Australia commenced one of the year’s more unusual international law actions this week, initiating (together with the Netherlands) a case against Russia in relation to the shooting down of Malaysian Airlines Flight MH17 in 2014.
MH17 was a passenger flight from Amsterdam to Kuala Lumpur, that was struck by a missile while flying over eastern Ukraine on 17 July 2014. There were no survivors from the 15 crew and 283 passengers. An investigation by the Dutch Safety Board concluded that the plane had been hit by a surface-to-air missile fired from a part of Ukraine controlled by pro-Russian separatists.
It was found that the missile used was provided by a Russian anti-aircraft missile unit, and had been transported to Ukraine on the day of the crash. The launch system was returned to Russia shortly afterwards. Because Russia supplied the missile and its launch system, the governments of Australia and Russia have argued that Russia is accountable for the disaster, in which 193 Dutch citizens and 27 Australians died. Russia has denied responsibility.

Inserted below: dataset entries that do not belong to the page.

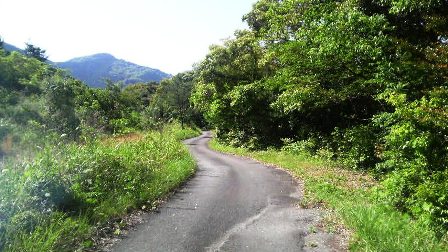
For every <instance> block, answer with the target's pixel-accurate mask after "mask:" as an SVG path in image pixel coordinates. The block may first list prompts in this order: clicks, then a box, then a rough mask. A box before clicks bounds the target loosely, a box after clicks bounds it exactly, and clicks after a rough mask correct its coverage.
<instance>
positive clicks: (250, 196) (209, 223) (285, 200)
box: [112, 132, 337, 252]
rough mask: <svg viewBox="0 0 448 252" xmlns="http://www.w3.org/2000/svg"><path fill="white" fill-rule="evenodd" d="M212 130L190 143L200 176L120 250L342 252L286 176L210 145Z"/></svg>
mask: <svg viewBox="0 0 448 252" xmlns="http://www.w3.org/2000/svg"><path fill="white" fill-rule="evenodd" d="M209 139H210V133H209V132H205V133H204V134H203V135H202V136H200V137H197V138H193V139H189V140H186V141H185V144H186V145H188V147H189V149H190V152H191V153H192V155H193V156H194V157H195V158H196V160H197V162H198V171H197V173H196V176H195V177H194V178H192V179H191V180H190V181H189V182H188V183H187V184H186V185H185V186H184V187H183V189H181V190H180V191H179V192H177V193H176V194H175V195H174V196H173V197H172V198H171V199H170V200H169V201H168V202H167V203H165V204H163V205H162V206H161V207H160V209H159V211H158V212H156V213H149V214H148V215H147V216H145V217H144V222H143V223H142V224H140V225H138V226H137V228H136V230H134V231H131V232H130V233H129V234H128V235H127V237H126V238H125V239H123V240H122V241H120V242H119V243H117V244H115V246H113V247H112V251H164V252H165V251H195V252H196V251H335V250H337V249H336V248H334V247H335V244H336V243H335V241H334V237H333V236H331V235H329V234H326V233H323V232H321V231H319V229H317V228H315V226H316V225H318V221H319V214H318V212H317V211H315V210H305V209H300V208H298V207H297V206H296V205H297V202H298V200H299V198H300V193H299V190H298V189H299V186H298V184H297V183H296V182H295V180H294V179H293V178H292V177H291V176H290V175H288V174H287V173H286V172H284V171H281V170H278V169H274V168H271V167H266V166H265V165H262V164H260V163H258V162H255V161H253V160H249V159H243V158H238V157H234V156H230V155H225V154H221V153H217V152H214V151H212V150H210V149H209V148H208V145H207V143H208V141H209Z"/></svg>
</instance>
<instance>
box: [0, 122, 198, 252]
mask: <svg viewBox="0 0 448 252" xmlns="http://www.w3.org/2000/svg"><path fill="white" fill-rule="evenodd" d="M197 133H198V132H197V131H194V130H191V129H181V128H180V127H179V126H178V125H171V126H168V127H166V128H165V129H163V130H162V131H153V132H149V133H145V134H142V133H141V134H134V136H133V137H130V138H126V137H116V138H108V139H102V140H92V141H90V142H87V143H85V144H82V145H78V144H70V145H65V144H61V145H59V146H58V147H57V148H45V149H44V150H42V152H40V153H38V154H37V156H36V157H35V158H34V160H32V161H30V162H22V163H19V164H17V163H9V164H6V166H5V167H4V168H3V169H2V171H1V173H0V184H1V186H0V250H5V251H73V250H77V249H81V250H82V249H83V248H86V247H89V246H92V244H93V242H92V241H90V237H91V236H92V234H94V233H95V229H96V227H97V226H99V225H102V224H104V223H105V222H107V221H108V220H110V219H111V218H114V217H119V216H121V215H123V214H126V213H127V212H128V211H129V210H131V209H133V208H136V207H140V206H142V205H151V204H153V203H154V202H156V201H157V200H158V199H159V198H160V197H163V196H164V195H166V194H167V193H169V192H170V191H171V190H173V188H176V187H177V186H179V185H180V184H181V183H183V181H185V180H186V179H187V178H188V177H189V176H191V175H192V174H193V173H194V170H195V163H194V161H193V159H192V158H191V156H190V155H189V153H188V150H187V149H186V148H185V146H183V145H182V143H181V142H180V141H179V140H180V138H186V137H191V136H194V135H197Z"/></svg>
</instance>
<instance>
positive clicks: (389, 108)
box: [192, 0, 448, 235]
mask: <svg viewBox="0 0 448 252" xmlns="http://www.w3.org/2000/svg"><path fill="white" fill-rule="evenodd" d="M244 19H245V20H246V21H247V23H248V25H249V27H250V29H249V30H246V31H238V32H236V33H235V38H233V39H230V40H228V41H226V42H225V43H224V45H220V46H212V47H211V48H210V52H209V54H208V55H207V56H206V58H205V59H204V60H203V61H202V62H201V63H200V64H198V66H197V67H196V69H195V71H196V78H195V82H196V84H195V89H194V93H193V97H192V100H193V102H194V104H195V106H196V107H197V108H198V109H201V111H203V112H204V114H205V116H206V118H207V120H208V121H209V122H210V123H211V124H212V125H213V126H214V127H215V128H216V130H217V133H218V137H219V138H220V139H222V140H226V141H228V142H230V143H233V144H238V145H245V146H248V147H252V148H253V147H263V146H268V145H282V144H284V143H287V144H290V145H293V146H296V147H298V148H303V149H307V150H308V151H312V152H322V153H325V154H326V155H329V156H331V157H332V158H336V159H339V160H340V161H342V162H344V163H345V164H346V165H347V166H349V167H355V168H357V169H363V170H368V171H372V172H375V174H376V176H378V177H379V178H380V179H381V180H382V181H383V183H382V186H381V187H382V188H381V190H379V191H380V196H381V200H384V201H385V202H388V203H390V204H392V205H393V206H395V207H397V208H398V209H400V210H402V211H404V212H407V213H410V214H411V215H412V216H414V217H416V218H422V219H425V220H427V221H428V222H430V223H432V225H433V227H434V228H435V229H437V230H438V231H440V234H441V235H443V234H446V230H448V208H447V206H448V195H447V191H448V184H447V181H448V166H447V164H448V162H447V160H448V149H447V148H446V147H447V146H448V142H447V141H448V131H447V129H448V128H447V125H448V124H447V123H448V121H447V118H448V117H447V115H448V106H447V105H448V99H447V98H448V96H447V95H448V89H447V88H448V78H447V77H448V67H447V65H448V50H447V49H448V2H447V1H416V0H409V1H401V0H342V1H333V0H326V1H317V0H316V1H315V0H283V1H279V0H259V1H258V2H257V3H255V4H254V6H253V9H252V11H251V12H250V13H248V14H247V15H246V16H245V17H244Z"/></svg>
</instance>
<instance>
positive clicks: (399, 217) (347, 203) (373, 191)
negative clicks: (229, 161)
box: [210, 140, 448, 252]
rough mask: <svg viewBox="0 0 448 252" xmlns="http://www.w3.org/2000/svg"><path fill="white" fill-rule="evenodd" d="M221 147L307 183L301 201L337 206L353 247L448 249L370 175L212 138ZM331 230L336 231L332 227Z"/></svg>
mask: <svg viewBox="0 0 448 252" xmlns="http://www.w3.org/2000/svg"><path fill="white" fill-rule="evenodd" d="M210 145H211V147H212V148H213V149H215V150H218V151H222V152H226V153H232V154H237V155H242V156H247V157H251V158H254V159H256V160H259V161H261V162H265V163H269V164H274V165H276V166H280V167H282V168H284V169H286V170H289V171H290V172H291V173H292V174H293V175H295V176H297V177H299V178H300V179H301V180H302V181H303V182H304V185H305V189H304V190H305V195H304V198H303V199H302V202H301V205H303V206H304V207H311V206H315V205H319V206H324V207H326V208H328V209H332V210H333V211H331V212H334V214H335V215H336V216H333V217H332V219H334V218H337V219H339V220H340V221H342V222H343V224H344V225H345V226H346V227H347V228H348V229H350V230H351V232H352V233H353V235H352V239H351V242H350V250H352V251H385V252H386V251H388V252H389V251H448V243H447V242H446V241H444V240H443V238H442V239H439V238H437V236H436V233H435V232H434V231H432V230H431V228H430V226H429V224H428V223H425V221H421V220H414V219H412V218H410V217H409V216H408V215H406V214H402V213H400V212H398V211H396V210H395V209H393V208H392V207H390V206H388V205H386V204H384V203H383V202H380V201H379V200H377V191H378V190H379V189H378V187H377V182H376V181H375V180H374V179H373V178H372V177H371V176H369V175H367V174H362V173H358V172H355V171H349V170H346V169H341V168H338V166H337V164H334V163H331V162H330V161H328V160H325V159H322V158H319V157H315V156H310V155H308V154H307V153H305V152H303V153H292V152H290V151H286V150H267V151H250V150H248V149H245V148H234V147H230V146H227V145H224V144H221V143H219V142H218V141H216V140H212V142H211V144H210ZM328 228H329V230H332V228H331V227H330V226H328Z"/></svg>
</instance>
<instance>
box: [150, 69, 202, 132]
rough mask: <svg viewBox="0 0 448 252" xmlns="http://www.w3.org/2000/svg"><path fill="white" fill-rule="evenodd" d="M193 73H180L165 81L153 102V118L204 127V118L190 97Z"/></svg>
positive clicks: (162, 84)
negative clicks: (178, 120)
mask: <svg viewBox="0 0 448 252" xmlns="http://www.w3.org/2000/svg"><path fill="white" fill-rule="evenodd" d="M193 78H194V73H193V72H185V73H179V74H177V75H175V76H174V77H172V78H171V79H167V80H163V81H162V82H161V83H160V86H159V87H158V88H157V91H156V93H155V94H154V96H153V97H152V100H151V105H150V108H151V112H152V116H153V117H154V119H156V120H161V121H169V120H171V119H176V120H179V121H180V123H181V125H182V127H184V125H185V124H196V125H198V126H203V121H202V117H201V115H200V114H199V112H198V111H197V110H196V109H194V108H193V106H192V104H191V102H190V97H191V93H192V89H193Z"/></svg>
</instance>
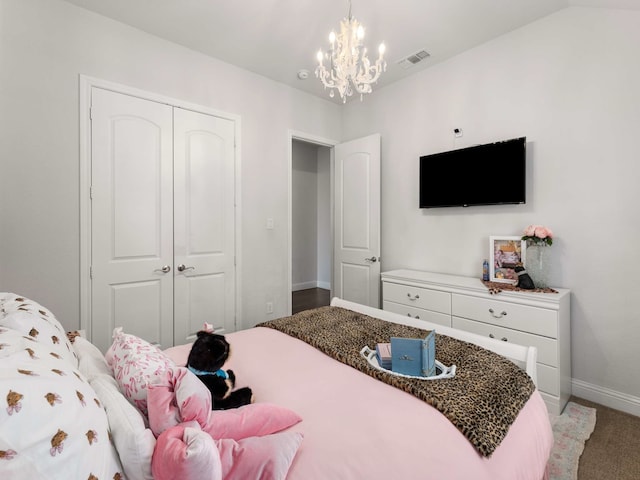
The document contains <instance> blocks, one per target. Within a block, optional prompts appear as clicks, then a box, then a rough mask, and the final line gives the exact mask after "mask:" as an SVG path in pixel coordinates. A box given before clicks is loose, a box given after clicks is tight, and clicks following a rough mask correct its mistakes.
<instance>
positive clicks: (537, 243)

What makes the dispute unusual (apart from its tragic facts) is the forum in which it is being pursued. In international law, states are sovereign entities that usually can be held accountable to others for their actions only to the extent that they have agreed to do so by a treaty. Russia tends to avoid treaties that impose liability for its actions; for example, it isn’t a party to the treaty that establishes the International Criminal Court.
But Russia (like Australia and the Netherlands) is a party to the Chicago Convention on International Civil Aviation. This is a treaty that sets out a number of basic principles for the conduct of civil aviation across borders. Most of it deals with logistics, but Article 3(b) states that “every State must refrain from resorting to the use of weapons against civil aircraft in flight”.

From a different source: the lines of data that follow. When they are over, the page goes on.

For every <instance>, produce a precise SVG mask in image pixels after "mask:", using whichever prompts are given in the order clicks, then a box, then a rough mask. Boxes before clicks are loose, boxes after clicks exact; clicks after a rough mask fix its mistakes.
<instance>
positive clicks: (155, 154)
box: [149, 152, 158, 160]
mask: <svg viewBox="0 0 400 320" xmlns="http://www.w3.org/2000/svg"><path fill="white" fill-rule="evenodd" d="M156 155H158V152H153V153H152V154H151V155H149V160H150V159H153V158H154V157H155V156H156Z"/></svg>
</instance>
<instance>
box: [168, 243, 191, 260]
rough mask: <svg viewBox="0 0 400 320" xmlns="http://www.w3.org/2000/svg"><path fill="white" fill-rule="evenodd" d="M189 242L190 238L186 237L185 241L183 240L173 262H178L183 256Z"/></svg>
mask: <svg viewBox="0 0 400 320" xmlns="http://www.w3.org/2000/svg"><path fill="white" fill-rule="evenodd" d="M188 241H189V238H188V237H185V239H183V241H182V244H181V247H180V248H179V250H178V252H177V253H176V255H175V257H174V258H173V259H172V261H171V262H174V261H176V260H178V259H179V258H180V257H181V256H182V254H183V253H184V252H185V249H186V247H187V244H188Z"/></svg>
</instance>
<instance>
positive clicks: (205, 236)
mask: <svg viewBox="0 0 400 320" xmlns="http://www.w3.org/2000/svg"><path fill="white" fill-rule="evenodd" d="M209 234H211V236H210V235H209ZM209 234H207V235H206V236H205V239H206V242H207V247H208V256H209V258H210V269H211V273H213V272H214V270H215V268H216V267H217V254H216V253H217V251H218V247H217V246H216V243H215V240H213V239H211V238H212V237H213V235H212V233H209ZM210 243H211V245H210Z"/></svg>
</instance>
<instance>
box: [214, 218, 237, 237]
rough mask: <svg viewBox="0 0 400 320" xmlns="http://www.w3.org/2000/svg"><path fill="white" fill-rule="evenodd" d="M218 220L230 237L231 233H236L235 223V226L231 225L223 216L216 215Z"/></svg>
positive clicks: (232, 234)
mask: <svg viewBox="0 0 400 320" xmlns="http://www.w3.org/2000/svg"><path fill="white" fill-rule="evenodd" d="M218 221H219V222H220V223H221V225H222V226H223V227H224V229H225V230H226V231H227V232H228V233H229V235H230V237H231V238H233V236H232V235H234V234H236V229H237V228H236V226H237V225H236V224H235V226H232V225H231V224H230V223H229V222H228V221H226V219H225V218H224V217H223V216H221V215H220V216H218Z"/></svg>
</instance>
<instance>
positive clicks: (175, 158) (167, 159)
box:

A breach of Article 3(b) will be established if the shooting can properly be attributed to Russia. The principles that apply to state responsibility were set out by the International Law Commission in 2001, in a document known as the draft articles on Responsibility of States for Intentionally Wrongful Acts. The draft articles are widely accepted as a statement of customary international law, and they are likely to be employed as a framework for determining the extent of Russia’s involvement in the incident. Under the draft articles, the mere fact that Russia supplied the weapon used in the attack is unlikely to be sufficient to fix the State with responsibility – something more is required.

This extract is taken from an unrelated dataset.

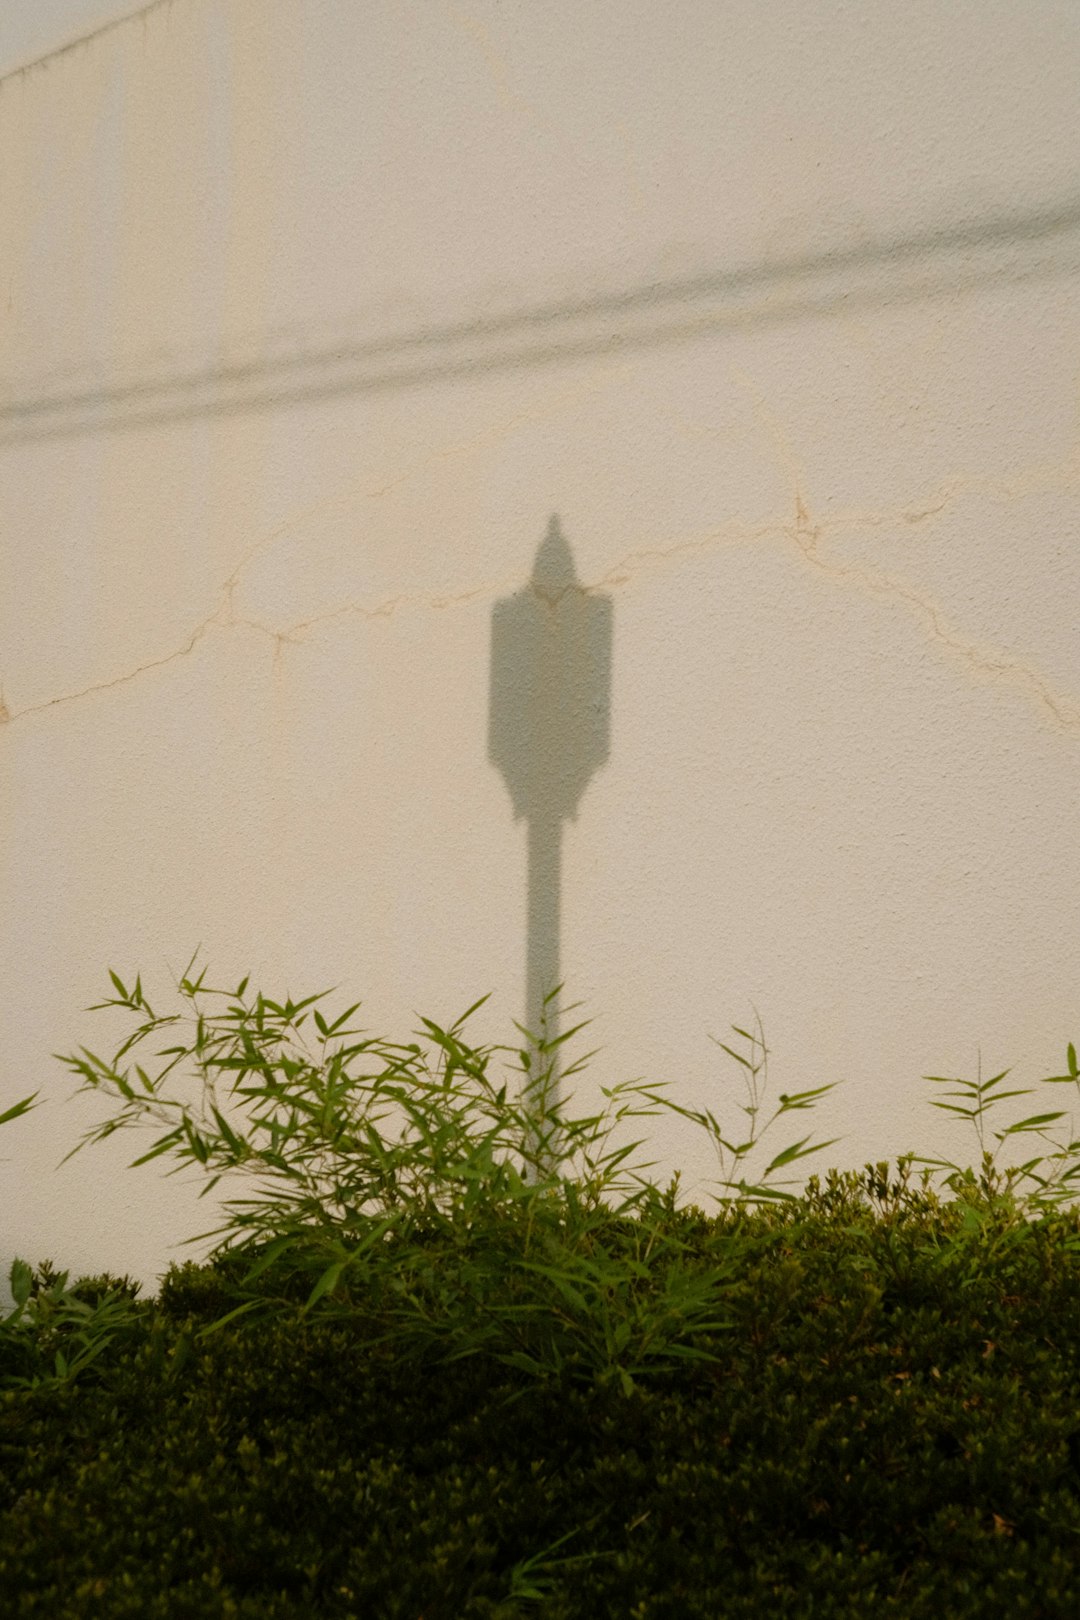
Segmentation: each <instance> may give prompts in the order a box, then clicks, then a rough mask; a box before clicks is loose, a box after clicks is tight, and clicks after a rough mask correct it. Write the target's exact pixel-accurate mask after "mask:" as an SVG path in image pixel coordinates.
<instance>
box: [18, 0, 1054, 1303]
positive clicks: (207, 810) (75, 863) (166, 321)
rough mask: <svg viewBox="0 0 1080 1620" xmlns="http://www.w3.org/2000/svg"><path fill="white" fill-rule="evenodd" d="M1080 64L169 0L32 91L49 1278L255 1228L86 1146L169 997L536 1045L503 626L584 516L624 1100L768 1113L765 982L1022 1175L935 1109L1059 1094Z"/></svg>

It’s significant that two of the four individuals who are thought to have been directly responsible for the firing of the missile were, at the time, employed by a Russian military intelligence agency. Article 8 of the draft articles provides that “The conduct of a person or group of persons shall be considered an act of a State under international law if the person or group of persons is in fact acting on the instructions of, or under the direction or control of, that State in carrying out the conduct.” Article 9 provides that “The conduct of a person or group of persons shall be considered an act of a State under international law if the person or group of persons is in fact exercising elements of the governmental authority in the absence or default of the official authorities and in circumstances such as to call for the exercise of those elements of authority.” So the question of Russia’s responsibility is likely to resolved by a determination of the extent to which the Russian agents in question were acting on instructions, or under authority, given to them by their government.
If Russia is found liable, then under Article 31 of the draft articles, it would be liable to pay reparations – which, in this case, would involve a payment to the families of the victims of the crash.
But who decides?
That takes us back to the Chicago Convention. Article 50 creates a Council to administer the agreement, and Article 84 gives the Council a dispute resolution function. It states that when there is a disagreement between two or more contracting states relating to the application of the Convention, and it cannot be settled by negotiation, “it shall, on the application of any State concerned in the disagreement, be decided by the Council.” This isn’t a well-known international dispute body; it has been used no more than half a dozen times in the 78 years of the Council’s existence, but there’s no doubt that it has jurisdiction to hear a dispute under Article 3(b).
One reason why the Council is so seldom used as a dispute resolution body is that there’s no clear mechanism for the enforcement of its decisions. Under Article 85, however, a decision of the Council may be appealed to an international arbitration tribunal. And an award rendered by that tribunal would be enforceable internationally under the New York Convention of 1958. This anomaly may have the curious effect that an original decision of the Council may be difficult, if not impossible, to enforce, but an appeal from it could be enforced with relatively little difficulty. If Australia and the Netherlands were to succeed in their case before the Council, they may nonetheless need to appeal against the decision on some basis in order to have it confirmed in arbitration, and so make it an internationally effective decision.
That’s assuming, of course, that payment of reparations really is the endgame. It’s possible that Australia and the Netherlands would be satisfied with having an international body make a determination that the incident was Russia’s responsibility. Which is probably not a role that the Council of the International Civil Aviation Organisation ever imagined it would play.